The Green New Deal’s wide-ranging vision faces down a politically inconvenient reality: Fighting climate change will mean remaking the economy. But we have remade the economy before, as evidenced by the examples above. The original New Deal, when you read about it, is super practical. The biggest mistake is to see activist government as ideological. It is neither left nor right, it’s just a super practical approach to problem-solving. If you want to solve problems on a huge scale, then let’s actually put some public institutions to work.

Finally, I will discuss how the US mobilized for WWII. We have the perception today that due to the existential threat of fascism and the attack on Pearl Harbor, all individuals and companies jumped right on board with a total commitment to win the war; the reality is quite different. Congress and the public were isolationist. Industry was not eager to shift its focus from consumer goods to war materials; Roosevelt had trouble convincing industry to replace production of civilian goods with military production. Much like today, getting cooperation was a challenge. To further spur mobilization Roosevelt decided to appoint specific individuals to oversee mobilization in key industries, such as petroleum and rubber. FDR brought corporate executives into government to head many commissions, so that corporations were involved in wartime planning along with FDR. And in some situations, conversion to war production was required, e.g., the auto industry.

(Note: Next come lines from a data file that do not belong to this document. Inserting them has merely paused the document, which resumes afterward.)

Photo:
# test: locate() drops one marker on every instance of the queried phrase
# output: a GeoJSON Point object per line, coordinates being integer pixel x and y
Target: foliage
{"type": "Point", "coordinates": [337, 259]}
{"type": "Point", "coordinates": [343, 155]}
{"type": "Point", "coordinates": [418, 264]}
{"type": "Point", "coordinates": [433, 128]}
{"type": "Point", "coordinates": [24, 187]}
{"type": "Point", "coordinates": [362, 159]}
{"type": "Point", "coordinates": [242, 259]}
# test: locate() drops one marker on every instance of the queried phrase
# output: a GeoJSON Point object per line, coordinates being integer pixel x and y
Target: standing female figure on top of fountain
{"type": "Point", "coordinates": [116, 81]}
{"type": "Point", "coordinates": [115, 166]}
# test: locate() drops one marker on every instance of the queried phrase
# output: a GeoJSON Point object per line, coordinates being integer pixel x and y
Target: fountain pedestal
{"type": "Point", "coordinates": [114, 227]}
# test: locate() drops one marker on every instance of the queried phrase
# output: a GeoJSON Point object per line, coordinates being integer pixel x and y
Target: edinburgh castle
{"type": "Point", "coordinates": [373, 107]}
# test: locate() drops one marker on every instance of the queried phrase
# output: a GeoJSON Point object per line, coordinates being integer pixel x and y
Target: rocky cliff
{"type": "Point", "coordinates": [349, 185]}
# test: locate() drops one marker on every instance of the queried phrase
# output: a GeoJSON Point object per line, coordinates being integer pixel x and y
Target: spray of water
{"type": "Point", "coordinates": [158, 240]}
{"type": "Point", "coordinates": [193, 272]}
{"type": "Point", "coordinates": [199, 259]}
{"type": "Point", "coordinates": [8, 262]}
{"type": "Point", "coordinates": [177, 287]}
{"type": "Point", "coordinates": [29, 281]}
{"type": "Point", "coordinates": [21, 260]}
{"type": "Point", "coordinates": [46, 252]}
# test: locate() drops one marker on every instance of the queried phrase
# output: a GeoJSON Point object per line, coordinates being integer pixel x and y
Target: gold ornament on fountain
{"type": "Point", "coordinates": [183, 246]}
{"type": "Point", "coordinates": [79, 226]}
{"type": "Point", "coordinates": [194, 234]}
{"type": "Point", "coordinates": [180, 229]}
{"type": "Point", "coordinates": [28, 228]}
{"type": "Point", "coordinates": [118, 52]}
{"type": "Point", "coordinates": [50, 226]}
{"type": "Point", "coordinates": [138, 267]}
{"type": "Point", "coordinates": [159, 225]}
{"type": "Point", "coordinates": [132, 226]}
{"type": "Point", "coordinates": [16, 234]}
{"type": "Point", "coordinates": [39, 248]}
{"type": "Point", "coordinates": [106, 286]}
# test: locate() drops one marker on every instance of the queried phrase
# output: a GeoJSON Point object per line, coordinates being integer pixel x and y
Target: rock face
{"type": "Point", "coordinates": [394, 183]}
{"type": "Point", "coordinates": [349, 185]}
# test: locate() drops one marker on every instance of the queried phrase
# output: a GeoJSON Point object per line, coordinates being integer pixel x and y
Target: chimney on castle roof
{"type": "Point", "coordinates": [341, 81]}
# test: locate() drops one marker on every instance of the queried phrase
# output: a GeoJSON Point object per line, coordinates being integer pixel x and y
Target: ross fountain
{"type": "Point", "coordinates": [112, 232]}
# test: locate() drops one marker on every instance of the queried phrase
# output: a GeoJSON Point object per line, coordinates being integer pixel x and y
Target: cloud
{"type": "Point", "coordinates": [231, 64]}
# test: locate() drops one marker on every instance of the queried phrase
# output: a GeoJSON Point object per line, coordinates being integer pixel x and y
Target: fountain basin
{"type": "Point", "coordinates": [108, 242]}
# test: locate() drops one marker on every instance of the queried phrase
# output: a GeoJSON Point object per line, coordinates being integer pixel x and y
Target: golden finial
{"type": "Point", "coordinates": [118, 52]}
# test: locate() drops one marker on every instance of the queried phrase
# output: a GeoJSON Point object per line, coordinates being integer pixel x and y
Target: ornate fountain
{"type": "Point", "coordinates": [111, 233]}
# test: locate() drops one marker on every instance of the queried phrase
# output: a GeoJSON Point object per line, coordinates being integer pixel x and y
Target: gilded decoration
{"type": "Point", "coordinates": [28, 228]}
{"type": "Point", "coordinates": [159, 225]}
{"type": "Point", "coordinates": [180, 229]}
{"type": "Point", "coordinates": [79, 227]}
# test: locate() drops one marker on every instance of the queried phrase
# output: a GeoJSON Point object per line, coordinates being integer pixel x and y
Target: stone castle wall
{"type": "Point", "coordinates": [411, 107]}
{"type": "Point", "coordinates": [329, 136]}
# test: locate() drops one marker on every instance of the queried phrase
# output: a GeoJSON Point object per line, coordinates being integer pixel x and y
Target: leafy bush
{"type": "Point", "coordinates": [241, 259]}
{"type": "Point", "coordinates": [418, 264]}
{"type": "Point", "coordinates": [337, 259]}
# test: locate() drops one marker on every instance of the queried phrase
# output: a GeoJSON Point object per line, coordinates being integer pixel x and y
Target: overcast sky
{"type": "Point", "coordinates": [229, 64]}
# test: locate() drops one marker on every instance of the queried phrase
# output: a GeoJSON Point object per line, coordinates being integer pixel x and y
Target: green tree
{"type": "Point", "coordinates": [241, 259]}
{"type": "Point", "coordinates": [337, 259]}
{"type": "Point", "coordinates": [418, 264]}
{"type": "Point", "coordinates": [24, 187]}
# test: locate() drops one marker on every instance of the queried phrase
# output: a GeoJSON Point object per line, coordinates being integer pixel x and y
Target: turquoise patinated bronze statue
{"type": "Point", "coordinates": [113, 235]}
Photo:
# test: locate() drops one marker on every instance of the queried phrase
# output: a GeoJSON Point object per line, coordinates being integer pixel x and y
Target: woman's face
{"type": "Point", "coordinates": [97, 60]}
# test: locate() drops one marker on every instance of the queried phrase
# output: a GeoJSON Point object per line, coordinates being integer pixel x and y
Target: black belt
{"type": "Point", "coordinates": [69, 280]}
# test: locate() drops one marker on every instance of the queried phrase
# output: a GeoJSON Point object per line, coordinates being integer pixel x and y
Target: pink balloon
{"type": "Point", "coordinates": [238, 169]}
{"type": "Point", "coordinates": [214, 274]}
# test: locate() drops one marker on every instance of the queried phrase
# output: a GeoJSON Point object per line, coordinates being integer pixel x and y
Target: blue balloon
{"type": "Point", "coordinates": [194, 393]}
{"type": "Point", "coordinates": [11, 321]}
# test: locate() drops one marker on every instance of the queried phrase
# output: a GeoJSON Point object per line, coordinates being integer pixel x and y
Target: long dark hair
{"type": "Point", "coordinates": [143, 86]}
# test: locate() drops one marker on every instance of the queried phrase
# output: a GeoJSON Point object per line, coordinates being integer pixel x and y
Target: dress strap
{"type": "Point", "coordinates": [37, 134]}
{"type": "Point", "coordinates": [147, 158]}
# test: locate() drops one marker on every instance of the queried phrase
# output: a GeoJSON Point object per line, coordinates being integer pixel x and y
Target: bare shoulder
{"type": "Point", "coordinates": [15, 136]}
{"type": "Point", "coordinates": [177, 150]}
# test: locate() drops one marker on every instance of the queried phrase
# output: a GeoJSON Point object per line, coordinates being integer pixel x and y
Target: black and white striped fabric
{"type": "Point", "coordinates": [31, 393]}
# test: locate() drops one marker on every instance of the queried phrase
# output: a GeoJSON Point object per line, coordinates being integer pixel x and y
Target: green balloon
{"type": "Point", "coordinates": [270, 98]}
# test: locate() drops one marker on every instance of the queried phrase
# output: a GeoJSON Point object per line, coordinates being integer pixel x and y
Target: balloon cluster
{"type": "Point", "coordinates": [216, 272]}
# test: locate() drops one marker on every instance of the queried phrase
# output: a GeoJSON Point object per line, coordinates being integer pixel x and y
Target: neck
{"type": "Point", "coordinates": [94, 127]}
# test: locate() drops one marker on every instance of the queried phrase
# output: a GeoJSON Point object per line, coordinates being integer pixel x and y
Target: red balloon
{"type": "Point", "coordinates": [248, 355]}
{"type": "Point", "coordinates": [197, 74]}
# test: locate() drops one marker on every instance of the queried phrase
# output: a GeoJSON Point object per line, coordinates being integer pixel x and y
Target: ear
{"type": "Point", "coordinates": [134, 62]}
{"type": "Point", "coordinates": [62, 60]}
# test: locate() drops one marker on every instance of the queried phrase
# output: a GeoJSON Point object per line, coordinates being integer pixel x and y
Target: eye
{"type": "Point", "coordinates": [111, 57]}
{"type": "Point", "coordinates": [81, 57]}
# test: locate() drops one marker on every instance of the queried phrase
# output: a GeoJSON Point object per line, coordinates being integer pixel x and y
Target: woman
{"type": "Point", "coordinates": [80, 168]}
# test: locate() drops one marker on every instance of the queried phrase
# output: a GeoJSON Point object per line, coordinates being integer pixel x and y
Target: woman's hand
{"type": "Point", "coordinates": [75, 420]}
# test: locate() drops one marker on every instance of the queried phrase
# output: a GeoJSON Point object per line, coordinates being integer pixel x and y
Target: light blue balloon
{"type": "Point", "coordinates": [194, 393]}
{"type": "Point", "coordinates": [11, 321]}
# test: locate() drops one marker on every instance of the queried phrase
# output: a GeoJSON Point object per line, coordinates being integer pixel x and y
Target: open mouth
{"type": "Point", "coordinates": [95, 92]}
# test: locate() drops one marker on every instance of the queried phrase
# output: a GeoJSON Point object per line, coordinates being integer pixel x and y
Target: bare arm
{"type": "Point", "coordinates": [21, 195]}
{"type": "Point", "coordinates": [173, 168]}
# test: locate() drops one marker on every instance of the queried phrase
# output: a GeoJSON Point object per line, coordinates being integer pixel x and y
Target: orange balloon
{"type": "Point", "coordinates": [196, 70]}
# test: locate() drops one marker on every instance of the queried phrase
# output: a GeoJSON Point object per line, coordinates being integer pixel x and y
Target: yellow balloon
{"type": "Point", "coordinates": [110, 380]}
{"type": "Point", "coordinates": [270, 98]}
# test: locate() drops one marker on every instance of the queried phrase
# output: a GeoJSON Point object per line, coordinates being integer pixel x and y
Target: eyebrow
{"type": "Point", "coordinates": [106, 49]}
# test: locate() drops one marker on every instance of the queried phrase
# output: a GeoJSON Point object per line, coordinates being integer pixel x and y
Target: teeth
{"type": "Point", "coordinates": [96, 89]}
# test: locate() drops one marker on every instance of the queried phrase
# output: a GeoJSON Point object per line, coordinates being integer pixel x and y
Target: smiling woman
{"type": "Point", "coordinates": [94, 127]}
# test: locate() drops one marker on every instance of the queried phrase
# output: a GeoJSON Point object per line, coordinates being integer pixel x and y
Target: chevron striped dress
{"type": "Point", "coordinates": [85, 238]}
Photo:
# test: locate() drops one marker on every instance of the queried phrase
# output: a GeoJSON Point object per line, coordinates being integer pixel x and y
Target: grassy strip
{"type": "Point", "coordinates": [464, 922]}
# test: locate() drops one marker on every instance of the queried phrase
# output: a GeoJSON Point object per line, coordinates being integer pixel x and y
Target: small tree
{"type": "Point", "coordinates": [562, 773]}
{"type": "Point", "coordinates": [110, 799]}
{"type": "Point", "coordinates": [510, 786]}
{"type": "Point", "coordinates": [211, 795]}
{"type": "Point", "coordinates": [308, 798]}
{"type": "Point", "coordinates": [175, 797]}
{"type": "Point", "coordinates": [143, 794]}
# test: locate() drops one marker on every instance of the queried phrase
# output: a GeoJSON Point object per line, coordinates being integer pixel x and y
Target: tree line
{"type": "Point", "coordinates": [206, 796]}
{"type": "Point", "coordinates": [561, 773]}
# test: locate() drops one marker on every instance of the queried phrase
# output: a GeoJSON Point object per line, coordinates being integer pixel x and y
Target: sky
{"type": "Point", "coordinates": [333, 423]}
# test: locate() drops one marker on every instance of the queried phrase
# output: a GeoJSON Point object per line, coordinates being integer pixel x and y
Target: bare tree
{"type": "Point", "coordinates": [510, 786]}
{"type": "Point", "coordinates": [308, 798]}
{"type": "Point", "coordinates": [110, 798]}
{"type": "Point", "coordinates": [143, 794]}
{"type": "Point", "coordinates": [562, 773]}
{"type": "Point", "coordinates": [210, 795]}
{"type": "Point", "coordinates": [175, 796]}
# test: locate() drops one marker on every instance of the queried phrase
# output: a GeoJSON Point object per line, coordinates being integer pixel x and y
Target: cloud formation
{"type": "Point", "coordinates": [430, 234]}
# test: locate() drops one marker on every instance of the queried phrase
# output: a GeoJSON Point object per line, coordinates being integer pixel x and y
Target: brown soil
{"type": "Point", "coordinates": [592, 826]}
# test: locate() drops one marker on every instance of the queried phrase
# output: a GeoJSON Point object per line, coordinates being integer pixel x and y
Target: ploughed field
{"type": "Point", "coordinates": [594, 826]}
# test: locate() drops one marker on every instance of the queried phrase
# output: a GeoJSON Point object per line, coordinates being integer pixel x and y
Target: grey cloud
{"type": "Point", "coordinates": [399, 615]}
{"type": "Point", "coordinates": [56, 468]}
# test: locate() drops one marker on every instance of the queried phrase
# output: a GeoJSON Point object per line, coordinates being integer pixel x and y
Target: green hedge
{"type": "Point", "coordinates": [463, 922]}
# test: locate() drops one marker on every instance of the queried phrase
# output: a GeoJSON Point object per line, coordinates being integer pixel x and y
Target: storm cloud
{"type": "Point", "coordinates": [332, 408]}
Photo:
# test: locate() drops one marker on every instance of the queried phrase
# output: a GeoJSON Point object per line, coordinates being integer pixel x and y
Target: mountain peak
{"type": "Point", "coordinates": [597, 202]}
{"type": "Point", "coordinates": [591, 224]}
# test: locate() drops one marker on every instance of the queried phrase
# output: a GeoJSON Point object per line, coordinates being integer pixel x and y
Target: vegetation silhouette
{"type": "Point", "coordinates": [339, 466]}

Businesses wanted government assurances that they would make decent profits while producing war materials for the military; they had been left high and dry at the end of WWI, having converted to wartime production and then being left holding products no longer needed when the war ended. In seeking such assurances business leaders formed an increasingly strong relationship with U.S. military leaders, who desperately wanted to get war production going. Working together, business leaders and military leaders carried a great deal of political power, and could essentially force the president and Congress to rely on them for making key mobilization decisions. Business advisers oversaw mobilization through small temporary agencies. Business leaders were able to roll back many New Deal programs that competed with private business. War mobilization was essentially turned over to the nation’s business leaders, who were quite willing to cooperate with the government as long as they were in charge. The majority of government military contracts went to corporations whose leaders and representatives were serving as government advisers.

Private corporations received various financial incentives from the government to cooperate in the mobilization: substantial tax breaks, subsidies, guaranteed profits for production of war materials, and looser antitrust laws so that companies could more freely cooperate with each other. The government spent billions to build factories and lease them to companies on attractive terms. The government sold the federally built plants to private companies after the war at bargain prices.

Deep government involvement doesn’t have to mean a command economy. The parts of capitalism that spur energy, efficiency, and entrepreneurial skill were still in place during this war mobilization. What the war did was tap that energy, not constrain it. For better or for worse, we have a capitalist system, and as long as we do, there is no reason not to use its best aspects to bring about the changes we need.

In conclusion, we have faced serious and even existential threats before. The power of government spending in combination with private sector investment in industries promoted by government policy, along with the inclusion of private sector leaders in decision-making as long as they act in concert with the goal of fighting climate change, can move us to a much brighter future. It will require facing down the big-monied fossil fuel interests, who donate huge amounts of money to our politicians who make the life-altering decisions. It will require electing a president who will lead the government to set policy that will move us toward a green future, as opposed to our current administration that denies that climate change is even a problem. Now that you know we have tackled such problems before, and that we know how to do this and how to finance it, you can help by working to get our legislators on board so we can make this happen.